Super-Linear Speedup by Generalizing Runtime Repeated Recursion Unfolding in Prolog
Thom Fruehwirth
TL;DR
The paper addresses accelerating recursive programs by generalizing runtime repeated recursion unfolding to Prolog, enabling super-linear speedups for multiple and multi-rule recursions. It introduces a lean implementation comprising an unfolder, a generalized meta-interpreter, and a round-robin rule processor, all integrated as a ten-clause Prolog framework. Through benchmarks on summation, Fibonacci, and GCD, the approach demonstrates substantial, often super-linear, speedups and provides complexity analyses that support the observed behavior.
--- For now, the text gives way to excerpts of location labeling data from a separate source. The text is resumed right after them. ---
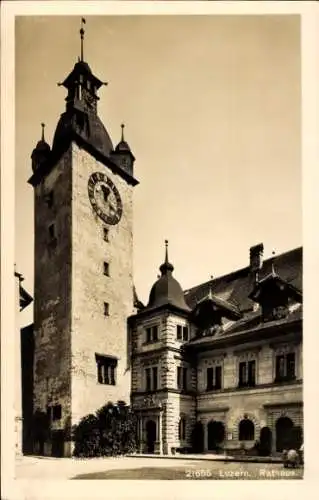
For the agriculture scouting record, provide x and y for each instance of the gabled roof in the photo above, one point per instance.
(24, 297)
(276, 282)
(236, 286)
(226, 309)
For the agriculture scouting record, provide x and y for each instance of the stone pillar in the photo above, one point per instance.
(140, 433)
(160, 434)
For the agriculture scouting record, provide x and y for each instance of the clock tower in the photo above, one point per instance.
(84, 292)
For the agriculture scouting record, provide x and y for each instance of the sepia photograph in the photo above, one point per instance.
(158, 247)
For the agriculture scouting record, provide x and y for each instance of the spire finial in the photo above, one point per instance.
(166, 267)
(82, 36)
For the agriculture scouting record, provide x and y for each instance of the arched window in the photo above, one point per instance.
(246, 430)
(182, 429)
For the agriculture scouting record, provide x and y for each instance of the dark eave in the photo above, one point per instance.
(25, 298)
(45, 170)
(148, 311)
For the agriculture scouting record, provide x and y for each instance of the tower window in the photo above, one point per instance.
(285, 367)
(106, 369)
(106, 309)
(152, 334)
(106, 269)
(181, 378)
(57, 412)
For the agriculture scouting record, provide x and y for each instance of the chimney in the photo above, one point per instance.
(255, 260)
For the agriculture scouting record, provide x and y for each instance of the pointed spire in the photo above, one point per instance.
(42, 136)
(166, 267)
(82, 36)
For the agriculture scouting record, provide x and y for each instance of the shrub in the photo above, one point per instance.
(111, 431)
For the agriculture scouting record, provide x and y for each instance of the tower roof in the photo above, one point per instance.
(166, 290)
(42, 145)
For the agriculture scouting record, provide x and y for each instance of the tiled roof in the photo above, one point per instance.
(236, 286)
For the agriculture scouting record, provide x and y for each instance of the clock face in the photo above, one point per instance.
(105, 198)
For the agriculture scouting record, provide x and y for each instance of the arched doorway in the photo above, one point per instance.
(198, 438)
(283, 433)
(150, 435)
(246, 430)
(215, 434)
(265, 442)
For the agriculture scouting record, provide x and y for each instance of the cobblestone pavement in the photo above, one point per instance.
(146, 468)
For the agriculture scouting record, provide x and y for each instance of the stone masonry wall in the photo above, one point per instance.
(92, 331)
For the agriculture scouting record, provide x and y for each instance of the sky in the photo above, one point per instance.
(212, 107)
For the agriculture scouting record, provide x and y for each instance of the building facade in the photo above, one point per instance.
(207, 368)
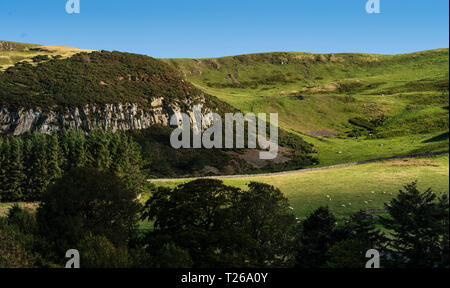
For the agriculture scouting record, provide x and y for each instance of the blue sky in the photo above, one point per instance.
(211, 28)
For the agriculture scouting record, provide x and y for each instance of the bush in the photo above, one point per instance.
(87, 201)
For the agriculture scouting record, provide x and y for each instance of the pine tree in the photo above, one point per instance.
(4, 150)
(54, 158)
(36, 166)
(16, 177)
(417, 221)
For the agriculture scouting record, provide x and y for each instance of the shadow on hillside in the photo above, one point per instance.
(443, 136)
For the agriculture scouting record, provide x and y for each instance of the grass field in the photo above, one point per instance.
(376, 183)
(317, 96)
(23, 52)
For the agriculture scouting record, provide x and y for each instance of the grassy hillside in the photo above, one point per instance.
(13, 52)
(351, 106)
(103, 77)
(97, 77)
(366, 186)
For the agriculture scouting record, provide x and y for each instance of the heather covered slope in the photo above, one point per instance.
(317, 94)
(350, 106)
(116, 91)
(94, 78)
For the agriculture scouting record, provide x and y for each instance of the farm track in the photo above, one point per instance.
(304, 170)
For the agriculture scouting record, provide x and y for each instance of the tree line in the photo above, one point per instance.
(29, 164)
(207, 224)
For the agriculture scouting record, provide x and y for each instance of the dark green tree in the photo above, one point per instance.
(419, 224)
(15, 172)
(314, 239)
(83, 201)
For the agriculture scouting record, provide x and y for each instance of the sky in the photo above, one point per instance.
(213, 28)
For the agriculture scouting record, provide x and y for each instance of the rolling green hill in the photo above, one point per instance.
(351, 106)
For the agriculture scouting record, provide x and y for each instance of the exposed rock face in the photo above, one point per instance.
(111, 117)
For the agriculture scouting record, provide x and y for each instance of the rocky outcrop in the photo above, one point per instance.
(111, 117)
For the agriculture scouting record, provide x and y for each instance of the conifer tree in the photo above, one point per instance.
(16, 177)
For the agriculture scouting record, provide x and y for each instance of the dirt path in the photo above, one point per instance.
(304, 170)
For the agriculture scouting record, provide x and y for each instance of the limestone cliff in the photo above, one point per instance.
(111, 117)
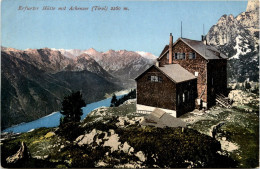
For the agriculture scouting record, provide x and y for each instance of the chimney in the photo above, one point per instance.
(170, 48)
(203, 39)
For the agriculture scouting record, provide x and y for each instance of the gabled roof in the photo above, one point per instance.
(206, 51)
(174, 72)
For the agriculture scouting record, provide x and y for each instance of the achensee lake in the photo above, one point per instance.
(53, 120)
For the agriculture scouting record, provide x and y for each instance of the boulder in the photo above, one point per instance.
(21, 155)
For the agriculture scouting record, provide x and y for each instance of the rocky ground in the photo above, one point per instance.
(237, 128)
(113, 137)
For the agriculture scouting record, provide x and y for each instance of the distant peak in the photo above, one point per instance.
(252, 5)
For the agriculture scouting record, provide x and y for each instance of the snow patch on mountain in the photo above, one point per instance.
(146, 55)
(241, 47)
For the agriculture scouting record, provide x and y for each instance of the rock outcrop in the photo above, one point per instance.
(21, 155)
(238, 38)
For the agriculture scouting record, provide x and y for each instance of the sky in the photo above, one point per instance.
(144, 26)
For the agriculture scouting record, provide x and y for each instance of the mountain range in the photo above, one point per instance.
(124, 65)
(238, 38)
(35, 81)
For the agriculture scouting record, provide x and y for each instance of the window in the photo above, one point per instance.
(192, 55)
(155, 78)
(183, 55)
(179, 100)
(175, 55)
(179, 55)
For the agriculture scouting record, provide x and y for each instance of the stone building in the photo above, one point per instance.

This work advances online program optimization for recursive predicates and suggests potential extensions to mutual recursion and other programming languages.
Abstract
Runtime repeated recursion unfolding was recently introduced as a just-in-time program transformation strategy that can achieve super-linear speedup. So far, the method was restricted to single linear direct recursive rules in the programming language Constraint Handling Rules (CHR). In this companion paper, we generalize the technique to multiple recursion and to multiple recursive rules and provide an implementation of the generalized method in the logic programming language Prolog. The basic idea of the approach is as follows: When a recursive call is encountered at runtime, the recursive rule is unfolded with itself and this process is repeated with each resulting unfolded rule as long as it is applicable to the current call. In this way, more and more recursive steps are combined into one recursive step. Then an interpreter applies these rules to the call starting from the most unfolded rule. For recursions which have sufficiently simplifyable unfoldings, a super-linear can be achieved, i.e. the time complexity is reduced. We implement an unfolder, a generalized meta-interpreter and a novel round-robin rule processor for our generalization of runtime repeated recursion unfolding with just ten clauses in Prolog. We illustrate the feasibility of our technique with worst-case time complexity estimates and benchmarks for some basic classical algorithms that achieve a super-linear speedup.